🇨🇳 Starbucks vs Luckin Coffee in China, success is a question of Noon Nopi
I really started to drink coffee when I lived in China. Visited many Starbucks including the awesome “Reserve Roastery brewery” in Shanghai. Starbucks made me like to drink coffee.
A picture of the Starbucks reserve roastery in Shanghai, I took back in 2018.
When I left China, Luckin coffee was coming up, I remember the first time I visited their tiny shop. Everything could or needed to be done via mobile. Ordering, take out, etc.
Recently when I was in Shanghai, I tried luckin coffee again, at a very busy hub in a shopping mall. Not only was it super easy to order via mobile, it also indicated directly at my mobile, the time the coffee could be picked up and there was an overwhelming choice of tastes including the famous Moutai liquor coffee, which I tried and tasted pretty good (after a few zips) 😛
So it does not surprise me, that Starbucks has a difficult time in China.
As Professor Dae Ryun Chang would probably say, Starbucks in China is “below Noon Nopi”, below eye level: This means that the marketing efforts are too basic or simplistic, failing to challenge or engage the audience. This can happen when a company underestimates the knowledge or sophistication of its customers, leading to communications that feel patronizing or irrelevant.
Read all about it in this Wall Street Journal article: https://www.wsj.com/business/hospitality/how-starbucks-lost-the-top-spot-in-chinas-coffee-race-b6b36353 (paywall)
Or the free version on archive.is: https://archive.is/pgzZr
📖Report: 2024 outlook on e-commerce
It’s that time of the year again. Dozens of trend reports will come out.
If their trends come through, you never know, but these reports always come in handy as some kind of inspiration or guidance.

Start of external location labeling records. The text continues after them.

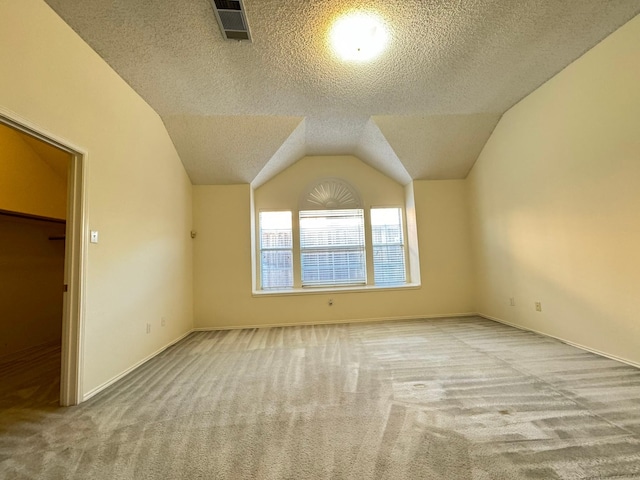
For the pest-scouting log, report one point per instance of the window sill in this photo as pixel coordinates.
(324, 290)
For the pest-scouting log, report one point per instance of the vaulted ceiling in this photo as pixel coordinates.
(241, 112)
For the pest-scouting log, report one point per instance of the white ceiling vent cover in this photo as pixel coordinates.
(232, 19)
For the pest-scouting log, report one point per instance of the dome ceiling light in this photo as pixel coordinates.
(358, 37)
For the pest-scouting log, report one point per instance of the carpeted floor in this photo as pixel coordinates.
(461, 398)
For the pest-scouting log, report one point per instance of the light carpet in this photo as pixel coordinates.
(460, 398)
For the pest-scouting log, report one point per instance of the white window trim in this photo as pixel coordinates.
(298, 289)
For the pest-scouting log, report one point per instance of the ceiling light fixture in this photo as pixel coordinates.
(358, 37)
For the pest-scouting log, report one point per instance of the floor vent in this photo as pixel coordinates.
(232, 19)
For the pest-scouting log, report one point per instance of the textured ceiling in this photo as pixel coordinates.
(241, 112)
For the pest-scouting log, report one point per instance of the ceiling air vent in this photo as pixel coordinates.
(231, 18)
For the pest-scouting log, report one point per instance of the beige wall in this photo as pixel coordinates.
(139, 196)
(28, 184)
(555, 204)
(222, 265)
(31, 278)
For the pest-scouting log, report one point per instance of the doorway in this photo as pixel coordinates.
(49, 241)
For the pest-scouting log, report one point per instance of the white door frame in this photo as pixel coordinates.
(71, 391)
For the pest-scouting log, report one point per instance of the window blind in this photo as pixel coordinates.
(388, 246)
(276, 250)
(332, 247)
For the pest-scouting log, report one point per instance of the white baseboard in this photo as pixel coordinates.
(563, 340)
(113, 380)
(332, 322)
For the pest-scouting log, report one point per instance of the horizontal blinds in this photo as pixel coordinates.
(332, 247)
(388, 246)
(276, 250)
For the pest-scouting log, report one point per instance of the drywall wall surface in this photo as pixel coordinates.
(138, 194)
(31, 279)
(286, 189)
(222, 265)
(555, 204)
(28, 184)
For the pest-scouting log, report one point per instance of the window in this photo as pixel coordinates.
(332, 247)
(276, 250)
(388, 246)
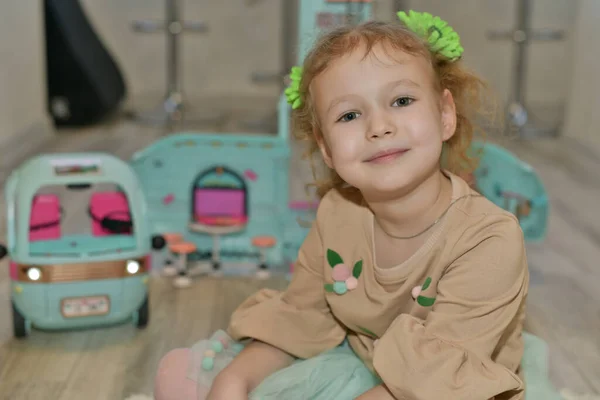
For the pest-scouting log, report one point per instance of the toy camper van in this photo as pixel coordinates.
(83, 262)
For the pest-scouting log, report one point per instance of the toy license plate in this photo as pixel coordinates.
(76, 307)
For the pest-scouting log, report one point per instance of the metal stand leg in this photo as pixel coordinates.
(268, 123)
(518, 114)
(174, 108)
(216, 260)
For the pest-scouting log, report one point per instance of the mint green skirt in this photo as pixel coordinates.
(338, 374)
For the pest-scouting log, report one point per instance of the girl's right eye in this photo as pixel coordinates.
(349, 117)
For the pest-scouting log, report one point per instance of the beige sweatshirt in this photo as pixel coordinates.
(459, 339)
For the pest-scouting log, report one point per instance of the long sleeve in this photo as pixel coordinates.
(454, 353)
(298, 320)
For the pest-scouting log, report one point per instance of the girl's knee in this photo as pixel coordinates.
(171, 380)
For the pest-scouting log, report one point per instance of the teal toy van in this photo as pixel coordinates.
(91, 272)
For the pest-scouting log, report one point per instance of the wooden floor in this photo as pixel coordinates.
(113, 363)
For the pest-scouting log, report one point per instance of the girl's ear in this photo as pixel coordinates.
(448, 115)
(324, 148)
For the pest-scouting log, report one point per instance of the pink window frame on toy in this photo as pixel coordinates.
(45, 218)
(111, 204)
(218, 205)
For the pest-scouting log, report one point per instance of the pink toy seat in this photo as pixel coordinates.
(111, 205)
(216, 206)
(44, 222)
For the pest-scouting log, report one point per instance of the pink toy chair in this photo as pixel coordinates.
(220, 206)
(44, 222)
(110, 214)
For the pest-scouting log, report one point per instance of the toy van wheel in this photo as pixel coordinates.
(142, 315)
(20, 325)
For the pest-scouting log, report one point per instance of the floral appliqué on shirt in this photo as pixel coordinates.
(344, 279)
(423, 300)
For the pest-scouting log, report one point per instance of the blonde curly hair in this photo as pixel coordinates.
(466, 88)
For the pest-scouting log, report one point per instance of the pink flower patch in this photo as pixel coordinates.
(340, 273)
(416, 292)
(351, 283)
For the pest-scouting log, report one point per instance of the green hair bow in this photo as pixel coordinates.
(442, 39)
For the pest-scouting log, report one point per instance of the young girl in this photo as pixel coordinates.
(409, 285)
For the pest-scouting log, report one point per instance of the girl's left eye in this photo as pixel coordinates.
(403, 101)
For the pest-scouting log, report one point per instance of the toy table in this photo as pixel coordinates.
(216, 231)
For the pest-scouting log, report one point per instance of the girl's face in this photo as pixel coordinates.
(382, 120)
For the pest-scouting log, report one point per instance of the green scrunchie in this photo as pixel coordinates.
(442, 39)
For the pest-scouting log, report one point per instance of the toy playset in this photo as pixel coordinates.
(93, 278)
(225, 196)
(513, 185)
(190, 202)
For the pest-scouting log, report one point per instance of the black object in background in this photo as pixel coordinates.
(85, 84)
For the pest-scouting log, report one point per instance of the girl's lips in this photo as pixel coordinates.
(386, 155)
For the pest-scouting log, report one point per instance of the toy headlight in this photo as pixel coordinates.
(133, 267)
(34, 274)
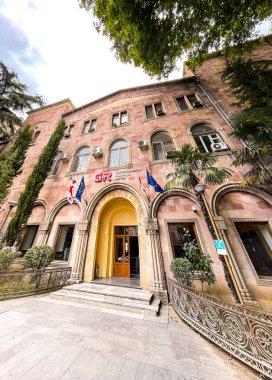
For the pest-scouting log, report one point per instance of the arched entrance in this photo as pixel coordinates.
(117, 252)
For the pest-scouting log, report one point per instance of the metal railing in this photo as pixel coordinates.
(244, 332)
(19, 283)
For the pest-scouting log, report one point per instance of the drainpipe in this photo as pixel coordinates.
(225, 117)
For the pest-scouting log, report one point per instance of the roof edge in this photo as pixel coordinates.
(67, 100)
(160, 84)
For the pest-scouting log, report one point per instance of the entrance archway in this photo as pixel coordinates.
(117, 251)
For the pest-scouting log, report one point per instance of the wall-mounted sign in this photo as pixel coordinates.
(104, 176)
(220, 247)
(119, 174)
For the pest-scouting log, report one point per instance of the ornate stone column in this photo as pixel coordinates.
(78, 267)
(151, 227)
(222, 228)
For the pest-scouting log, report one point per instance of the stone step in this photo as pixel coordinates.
(137, 301)
(111, 292)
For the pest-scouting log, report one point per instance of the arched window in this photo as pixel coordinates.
(161, 144)
(118, 153)
(35, 138)
(56, 163)
(81, 159)
(207, 139)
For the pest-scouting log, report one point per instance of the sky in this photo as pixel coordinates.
(56, 51)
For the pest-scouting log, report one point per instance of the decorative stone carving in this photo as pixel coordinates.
(151, 225)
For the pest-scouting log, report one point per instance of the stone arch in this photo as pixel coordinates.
(173, 136)
(179, 192)
(109, 144)
(108, 205)
(212, 124)
(115, 186)
(71, 163)
(234, 187)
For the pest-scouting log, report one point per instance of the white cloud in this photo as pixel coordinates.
(77, 61)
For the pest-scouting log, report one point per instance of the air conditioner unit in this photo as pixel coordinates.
(143, 144)
(197, 104)
(217, 147)
(65, 157)
(169, 154)
(97, 152)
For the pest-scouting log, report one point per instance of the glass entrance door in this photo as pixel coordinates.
(126, 251)
(64, 242)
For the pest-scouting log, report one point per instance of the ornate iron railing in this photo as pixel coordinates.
(244, 332)
(19, 283)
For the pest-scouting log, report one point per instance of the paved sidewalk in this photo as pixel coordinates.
(40, 339)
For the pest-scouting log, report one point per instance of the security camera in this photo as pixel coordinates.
(194, 208)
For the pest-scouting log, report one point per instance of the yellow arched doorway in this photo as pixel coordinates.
(117, 249)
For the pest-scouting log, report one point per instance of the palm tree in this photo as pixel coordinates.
(192, 166)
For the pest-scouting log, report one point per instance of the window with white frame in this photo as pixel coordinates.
(162, 146)
(154, 110)
(190, 101)
(119, 118)
(56, 163)
(118, 155)
(89, 126)
(81, 159)
(68, 131)
(207, 139)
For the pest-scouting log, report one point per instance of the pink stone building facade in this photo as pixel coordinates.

This is a direct link to the report from “Activate” and they summarize it as follows:
Here's our annual Activate Tech & Media Outlook which forecasts the key trends and presents the most important insights in the technology and media industries in the year ahead.
In the report, it is only mentioned briefly: “social video”. I call it “video commerce”. That’s already very normal in China in both B2B and B2C and fully integrated in many marketplaces and platforms so it goes way beyond just TikTok.
💻Run your own local ChatGPT
Running your own local ChatGPT/LLM model is now very easy and free! I just tested it on my Windows laptop. It takes some resources but it works pretty smoothly!
A screenshot from my windows machine with LMstudio running on it
These quick steps get you to test it:
The tool is called: Lmstudio and is free to download.
The next step is to select a LLM model, there are plenty of them available from within the console.
Then it is simply a matter of pressing the “start server button”, going to the chat window and chat.
It is also possible to create a local host and serve your model to an API.
Now why is this cool?
This is much more privacy-friendly. The data does not leave your machine.
You can use it without any internet connection
There are no usage limits, the system shows tokens, but as you are the owner it’s just you and the computing power that decide the limits.
It is quite a bit faster than using an online LLM model
It’s fun to experiment and try. There is a lot to learn and things change rapidly.
Give it a try, it’s fun!
🇭🇰Product management: how a “map app” gets gaming features
Asia loves superapps. And for me who likes product management, my heart beats a little faster when I read this article. (paywall) or without via archive.is
This story is about Amap, the Chinese version of Google Maps that has lots of different features than its Western counterparts. One of them is the “group function” and exactly that function is has now created a fun game in one of my favorite cities, Hong Kong.
As the author of this great article writes:
All of them then join a group on Amap, a Chinese Google Maps alternative, and share their live location. Among the participants, 90% are designated as “mice” and have five minutes to run and hide. Then the rest, who are “cats,” will go out and hunt down each mouse with the help of the location sharing, as well as a neon wristband that visually separates them from nonparticipants. Once caught, the mice switch teams and join the cats, so the game gets harder and harder for the remaining mice.
And now Amaps has included special features in their app to help organize these games. Now that’s adaptive and user-centric.
Since September, the app has introduced a few features that cater to players’ needs. Now, users can specifically choose to start a “cat-and-mouse game group” right in the app and create groups over the typical 100-person limit; it can even randomly assign the roles of mice and cats.
Interesting to read how an app transforms and even starts a business model because nowadays there is even a fee to participate in the game.